Cutting the military RDT&E budget, as the Pentagon has been doing, will force technology developers to make some hard decisions, because not all the research and development initiatives begun over the past several years can remain high priorities.
At best, a continued downward trend in U.S. military research spending will provide incentive for defense officials to sharpen their pencils, cut the dead wood, and redefine their highest military technology priorities for the years to come, based on promoting the most promising emerging technologies and either abandoning or cutting back on projects with low potential.
At worst, however, an ongoing decline in military research spending threatens vital technology development initiatives at a moment in time when the U.S. military is in transition from a Post-World War II Cold-War footing to a very uncertain future involving threats from radical Islamic regimes in the Middle East, to economically dominant China that is flexing its military muscle around the world, to a resurgent Russia eager to reassert its military prowess.
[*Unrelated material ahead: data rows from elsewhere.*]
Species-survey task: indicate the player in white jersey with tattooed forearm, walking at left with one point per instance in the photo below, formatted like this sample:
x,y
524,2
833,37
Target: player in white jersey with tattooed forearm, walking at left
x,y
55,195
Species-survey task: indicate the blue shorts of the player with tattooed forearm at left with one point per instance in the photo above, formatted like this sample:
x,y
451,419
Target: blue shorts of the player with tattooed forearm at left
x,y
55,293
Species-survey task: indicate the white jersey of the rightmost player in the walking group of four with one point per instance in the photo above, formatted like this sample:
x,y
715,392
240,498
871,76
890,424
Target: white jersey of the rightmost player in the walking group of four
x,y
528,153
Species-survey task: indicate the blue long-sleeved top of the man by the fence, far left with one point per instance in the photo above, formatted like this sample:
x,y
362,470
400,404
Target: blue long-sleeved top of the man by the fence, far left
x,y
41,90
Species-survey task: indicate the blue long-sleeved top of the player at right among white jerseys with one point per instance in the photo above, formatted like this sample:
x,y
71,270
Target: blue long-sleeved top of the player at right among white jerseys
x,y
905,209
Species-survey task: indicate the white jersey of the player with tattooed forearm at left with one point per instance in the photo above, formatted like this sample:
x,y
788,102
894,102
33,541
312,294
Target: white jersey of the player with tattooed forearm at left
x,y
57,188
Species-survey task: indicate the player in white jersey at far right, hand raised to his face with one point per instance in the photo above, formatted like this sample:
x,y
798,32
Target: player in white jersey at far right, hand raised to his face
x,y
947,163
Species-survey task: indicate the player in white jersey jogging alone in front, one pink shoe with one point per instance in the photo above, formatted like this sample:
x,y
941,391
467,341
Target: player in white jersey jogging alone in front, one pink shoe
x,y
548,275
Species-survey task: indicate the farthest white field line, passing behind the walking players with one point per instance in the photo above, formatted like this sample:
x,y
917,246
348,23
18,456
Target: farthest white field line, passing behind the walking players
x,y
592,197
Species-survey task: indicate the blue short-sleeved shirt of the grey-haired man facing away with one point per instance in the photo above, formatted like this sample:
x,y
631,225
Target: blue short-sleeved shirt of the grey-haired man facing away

Without a very shrewd husbanding of dwindling military RDT&E resources over the next several years, the entire U.S. military establishment risks a long-term decline.
Some experts had believed that the Pentagon's research budget might see a resurgence in 2013, as the financial demands of long-term military operations in Iraq and Afghanistan eased as those conflicts begin winding up. For a decade, the Pentagon had to bear the expense of maintaining troops in the field deployed in active military operations. Troops had to be fed, clothed, and equipped, vehicles and aircraft had to be maintained and fueled, and communications had to be installed overseas to keep touch with those on the front lines.
At the same time, military vehicles and equipment wore out, and demand rose for new technologies to meet quickly changing threats like IEDs. For those 10 years, caring for deployed troops TODAY was the priority, and military needs of tomorrow took a back seat.
Now that troops deployed to Iraq and Afghanistan are starting to come home, 2013 seemed like the best opportunity in a long time to replenish research and development accounts, but it was not to be.
The U.S. Army is one of the few bright spots in the 2013 DOD research budget. The Army's research budget would grow by 2.2 percent in 2013 to $8.95 billion from 2012 levels of $8.76 billion, dominated by research and development in manned ground vehicles. After the Army, however, all the other military services and defense agencies collectively will see declines in their research and development budgets.